Scène d’horreur, hier matin à Andohatapenaka I où deux cousines ont été retrouvées mortes sur leur lit. Une asphyxie par inhalation de fumée de charbon de bois serait à l’origine du drame, les deux adolescentes âgées de 14 ans avec une différence de quelques mois, ayant dormi dans la cuisine au moment des faits.

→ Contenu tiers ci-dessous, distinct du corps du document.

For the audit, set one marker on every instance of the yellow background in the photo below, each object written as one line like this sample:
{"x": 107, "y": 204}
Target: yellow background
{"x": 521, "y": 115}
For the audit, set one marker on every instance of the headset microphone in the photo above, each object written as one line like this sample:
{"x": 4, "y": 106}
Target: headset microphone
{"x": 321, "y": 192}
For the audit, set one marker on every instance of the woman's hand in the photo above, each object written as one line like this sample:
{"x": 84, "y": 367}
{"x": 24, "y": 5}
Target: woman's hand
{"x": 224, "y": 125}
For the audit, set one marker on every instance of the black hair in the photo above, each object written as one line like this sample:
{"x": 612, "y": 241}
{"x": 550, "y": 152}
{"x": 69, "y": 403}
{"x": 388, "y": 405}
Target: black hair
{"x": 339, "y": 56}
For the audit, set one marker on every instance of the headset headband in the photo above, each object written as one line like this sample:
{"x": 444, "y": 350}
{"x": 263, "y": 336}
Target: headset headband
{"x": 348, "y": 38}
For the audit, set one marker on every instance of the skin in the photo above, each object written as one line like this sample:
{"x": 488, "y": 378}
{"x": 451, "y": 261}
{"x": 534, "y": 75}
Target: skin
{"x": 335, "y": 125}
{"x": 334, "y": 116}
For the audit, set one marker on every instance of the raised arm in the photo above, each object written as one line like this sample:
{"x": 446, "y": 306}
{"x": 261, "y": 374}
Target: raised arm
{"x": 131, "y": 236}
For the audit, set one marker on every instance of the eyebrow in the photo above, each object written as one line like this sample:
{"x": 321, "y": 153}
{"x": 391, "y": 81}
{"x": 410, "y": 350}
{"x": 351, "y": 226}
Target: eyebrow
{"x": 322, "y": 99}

Les deux adolescentes et leur belle-sœur dormaient régulièrement dans la cuisine, mais cette dernière n’a pas pu rentrer mardi soir à cause de contraintes professionnelles. «Cette pièce dispose d’une fenêtre et d’une porte métalliques. Il faut fermer la porte à l’intérieur à l’aide d’un loquet», a détaillé l’oncle des deux victimes. Le concerné les a hébergées pour les vacances de Pâques. Les deux filles ont alors prévu de rentrer chez elles à Soavinandriana Itasy, demain.
Tout s’est déroulé comme à l’accoutumée, avant-hier soir, la famille étant allée dormir chacun dans sa chambre après le diner à 20h. La petite famille avait l’habitude de laisser le charbon s’éteindre lentement après la cuisson. «Nous tenons une gargote, alors quand j’allais faire mes besoins vers 21h et que j’ai encore entendu les deux filles discuter, je les ai demandées de dormir car nous devons nous lever tôt pour préparer les beignets et autres», a poursuivi le proche des deux filles.
De l’écume autour des lèvres
Cependant, vers 3h, l’heure prévue du réveil, elles n’ont pas répondu à leur beau-frère qui allait vaquer à ses occupations. «Je les ai laissées dormir après avoir attendu une heure sans qu’elles n’aient ouvert la porte. Vers 5h, j’y suis retourné sans me douter de rien, mais elles n’ont pas encore répondu à mes appels. Puis vers 6h, j’ai décidé de forcer la porte, et c’est ainsi que je les ai vues déjà inanimées, l’une au lit et l’autre tombait à côté. De l’écume étaient présentes autour de leurs lèvres», a regretté le jeune homme.
Depuis, tout est allé plus vite. Le père de famille a alerté les responsables du fokontany, lequel a avisé la police puis le bureau municipal d’hygiène. Ces derniers se sont rendus sur place,
la police ayant constaté les faits et sécurisé le périmètre, avant que le BMH n’ait déposé les dépouilles à la morgue du CHU JRA. «Pour l’instant, nous attendons les décisions de l’hôpital sans pouvoir décider du lieu de la veillée funèbre ni de la date de l’enterrement», a-t-on conclu.